Airplane bird strikes – such as the one that sparked flames and fear on a departing Southwest Airlines jet Monday evening – have declined this year at Raleigh-Durham International Airport, according to federal records.
A Federal Aviation Administration database shows 13 bird strikes reported at RDU so far this year, not including Monday’s incident. In preceding years, RDU bird-strike counts for the same eight-month period have ranged from 18 to 25.
A Southwest Airlines Boeing 737 jet sucked birds into its left engine just after takeoff Monday with 124 passengers bound for Chicago. Passengers on Flight 220 said they were frightened when they saw smoke and fire pouring from the damaged engine.
“It was making a weird noise on the left engine side, and then it smelled really weird, and then it started shooting out flames,” passenger Shelley Chan told WTVD.
The Southwest jet circled RDU for a while before landing without incident at 6:43 p.m., about 45 minutes after it took off.

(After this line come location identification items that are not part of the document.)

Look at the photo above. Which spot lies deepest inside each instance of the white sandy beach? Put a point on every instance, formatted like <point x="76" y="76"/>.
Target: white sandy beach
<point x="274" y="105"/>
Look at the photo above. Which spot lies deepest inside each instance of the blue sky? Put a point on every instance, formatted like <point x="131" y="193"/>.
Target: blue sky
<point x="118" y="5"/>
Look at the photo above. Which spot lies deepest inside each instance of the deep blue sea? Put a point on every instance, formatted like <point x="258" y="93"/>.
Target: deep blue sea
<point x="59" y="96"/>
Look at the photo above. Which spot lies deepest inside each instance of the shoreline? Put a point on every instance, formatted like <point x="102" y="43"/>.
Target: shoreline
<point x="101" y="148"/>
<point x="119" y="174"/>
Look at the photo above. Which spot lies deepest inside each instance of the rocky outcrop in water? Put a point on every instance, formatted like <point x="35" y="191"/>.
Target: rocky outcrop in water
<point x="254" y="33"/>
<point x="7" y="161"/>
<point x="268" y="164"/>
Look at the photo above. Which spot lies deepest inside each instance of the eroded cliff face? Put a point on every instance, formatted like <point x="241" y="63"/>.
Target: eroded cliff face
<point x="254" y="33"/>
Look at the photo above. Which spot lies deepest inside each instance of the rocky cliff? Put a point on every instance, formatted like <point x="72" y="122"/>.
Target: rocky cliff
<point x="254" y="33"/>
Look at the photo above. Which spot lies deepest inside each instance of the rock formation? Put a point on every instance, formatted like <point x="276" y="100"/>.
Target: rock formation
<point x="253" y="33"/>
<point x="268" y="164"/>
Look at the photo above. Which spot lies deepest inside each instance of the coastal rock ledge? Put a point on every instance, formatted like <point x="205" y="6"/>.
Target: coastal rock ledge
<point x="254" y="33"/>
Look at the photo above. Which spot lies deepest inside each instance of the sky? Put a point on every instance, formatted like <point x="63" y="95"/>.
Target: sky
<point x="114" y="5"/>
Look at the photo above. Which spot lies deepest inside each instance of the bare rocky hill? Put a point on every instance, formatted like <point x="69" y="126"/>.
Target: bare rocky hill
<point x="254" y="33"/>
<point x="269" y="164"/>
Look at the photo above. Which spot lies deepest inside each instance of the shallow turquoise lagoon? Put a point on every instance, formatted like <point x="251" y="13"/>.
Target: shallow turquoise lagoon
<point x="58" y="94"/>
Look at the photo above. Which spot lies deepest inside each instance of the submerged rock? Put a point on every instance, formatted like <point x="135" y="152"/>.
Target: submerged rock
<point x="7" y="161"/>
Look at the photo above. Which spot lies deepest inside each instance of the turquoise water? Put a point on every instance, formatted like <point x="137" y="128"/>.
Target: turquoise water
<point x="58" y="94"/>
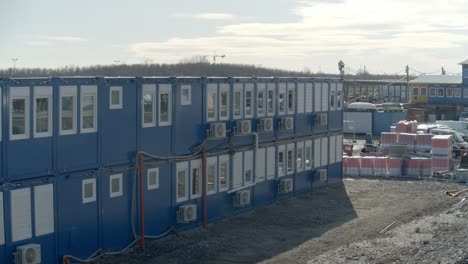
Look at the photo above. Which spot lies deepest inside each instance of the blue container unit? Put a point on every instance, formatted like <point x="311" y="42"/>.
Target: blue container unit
<point x="243" y="111"/>
<point x="76" y="128"/>
<point x="265" y="113"/>
<point x="321" y="105"/>
<point x="27" y="216"/>
<point x="120" y="121"/>
<point x="305" y="118"/>
<point x="286" y="107"/>
<point x="188" y="127"/>
<point x="28" y="143"/>
<point x="335" y="115"/>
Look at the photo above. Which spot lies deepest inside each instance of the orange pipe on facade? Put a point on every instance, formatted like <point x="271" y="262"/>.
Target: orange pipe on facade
<point x="142" y="203"/>
<point x="204" y="185"/>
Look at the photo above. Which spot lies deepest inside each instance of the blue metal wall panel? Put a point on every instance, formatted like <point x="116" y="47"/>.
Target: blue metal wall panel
<point x="78" y="222"/>
<point x="77" y="151"/>
<point x="187" y="123"/>
<point x="150" y="137"/>
<point x="119" y="126"/>
<point x="46" y="241"/>
<point x="37" y="152"/>
<point x="116" y="211"/>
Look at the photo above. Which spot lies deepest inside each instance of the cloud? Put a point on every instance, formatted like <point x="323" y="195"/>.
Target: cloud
<point x="357" y="29"/>
<point x="206" y="16"/>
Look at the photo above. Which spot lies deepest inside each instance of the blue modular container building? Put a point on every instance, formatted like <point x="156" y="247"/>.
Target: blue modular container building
<point x="94" y="163"/>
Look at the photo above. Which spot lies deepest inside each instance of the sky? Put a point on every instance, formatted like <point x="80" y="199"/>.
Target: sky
<point x="384" y="35"/>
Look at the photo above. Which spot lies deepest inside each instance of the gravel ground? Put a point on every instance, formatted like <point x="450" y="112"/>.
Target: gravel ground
<point x="334" y="224"/>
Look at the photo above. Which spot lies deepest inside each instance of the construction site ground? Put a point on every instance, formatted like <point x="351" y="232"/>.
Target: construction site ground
<point x="359" y="221"/>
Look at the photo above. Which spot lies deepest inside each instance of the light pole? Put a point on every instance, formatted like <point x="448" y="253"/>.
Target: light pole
<point x="14" y="65"/>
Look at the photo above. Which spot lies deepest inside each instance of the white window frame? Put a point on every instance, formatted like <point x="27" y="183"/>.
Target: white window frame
<point x="238" y="88"/>
<point x="196" y="164"/>
<point x="260" y="162"/>
<point x="20" y="93"/>
<point x="212" y="161"/>
<point x="120" y="104"/>
<point x="271" y="87"/>
<point x="41" y="92"/>
<point x="87" y="90"/>
<point x="248" y="165"/>
<point x="68" y="91"/>
<point x="119" y="177"/>
<point x="148" y="88"/>
<point x="270" y="163"/>
<point x="249" y="87"/>
<point x="165" y="89"/>
<point x="308" y="145"/>
<point x="261" y="88"/>
<point x="93" y="197"/>
<point x="224" y="88"/>
<point x="281" y="149"/>
<point x="148" y="173"/>
<point x="291" y="87"/>
<point x="290" y="149"/>
<point x="282" y="91"/>
<point x="224" y="159"/>
<point x="300" y="98"/>
<point x="317" y="97"/>
<point x="187" y="101"/>
<point x="182" y="166"/>
<point x="300" y="151"/>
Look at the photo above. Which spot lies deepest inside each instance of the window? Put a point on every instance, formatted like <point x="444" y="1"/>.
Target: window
<point x="211" y="102"/>
<point x="149" y="105"/>
<point x="271" y="99"/>
<point x="42" y="111"/>
<point x="211" y="176"/>
<point x="248" y="103"/>
<point x="186" y="95"/>
<point x="195" y="180"/>
<point x="238" y="100"/>
<point x="299" y="159"/>
<point x="153" y="178"/>
<point x="423" y="91"/>
<point x="440" y="92"/>
<point x="291" y="99"/>
<point x="88" y="109"/>
<point x="165" y="105"/>
<point x="115" y="185"/>
<point x="449" y="92"/>
<point x="89" y="190"/>
<point x="182" y="182"/>
<point x="223" y="173"/>
<point x="19" y="113"/>
<point x="290" y="161"/>
<point x="280" y="161"/>
<point x="115" y="95"/>
<point x="67" y="110"/>
<point x="224" y="102"/>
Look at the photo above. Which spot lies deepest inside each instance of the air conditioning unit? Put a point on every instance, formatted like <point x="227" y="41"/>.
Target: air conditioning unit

“When we incur a bird strike, we do shut down the engine,” airline spokeswoman Whitney Eichenger said Tuesday from Southwest headquarters in Dallas. “The aircraft is fully equipped to land safely with one engine.”
Eichenger said the airline would inspect the aircraft to determine the extent of damage. She did not know how many or what kind of birds were involved.
RDU uses fireworks, sirens and lawnmowers to try to keep birds and other animals away from airplanes.
Spokeswoman Mindy Hamlin said airport workers keep the razor-wire fences repaired to prevent deer and other animals from running onto the runway. They keep the grass mowed short, to discourage birds from building their nests there.
And when pilots or air traffic controllers spot flocks of geese or gulls trespassing at RDU, airport workers use sirens and pyrotechnics to shoo them away.
“We can do a lot on the ground to prevent birds from using this as a residence,” Hamlin said. “If we see that birds are gathering on the property, we can use firecrackers that make them disperse. We have sirens on cars that will disperse them as well.”
In all, the FAA says, 180 airplanes have struck birds at RDU since January 2008, either during or after takeoff or as they were approaching or landing. Two pilots have reported run-ins with coyotes on the RDU runway, once in 2009 and once in 2011. No human injuries have been reported.
In more than 90 percent of these incidents, the pilots reported no damage to the aircraft. A few of the private and commercial aircraft sustained cracked windshields, dented fuselages and minor damage to engines, landing lights and landing gears.
Another Southwest Airlines flight was involved in the most serious bird-strike incident at RDU since January 2008, and the only one with “substantial” damage reported, according to the FAA database.
The Boeing 737 was making its takeoff run at 150 mph on Jan. 31 when it struck a flock of birds, later identified by the Smithsonian Institution as ring-billed gulls, on the runway. Between two and 10 birds were sucked into the left engine.
The Southwest pilot circled back and landed safely at RDU. Airline mechanics later replaced engine turbine blades and repaired damage to the right main landing gear and the left rear elevator – a horizontal flight-control flap on the aircraft tail.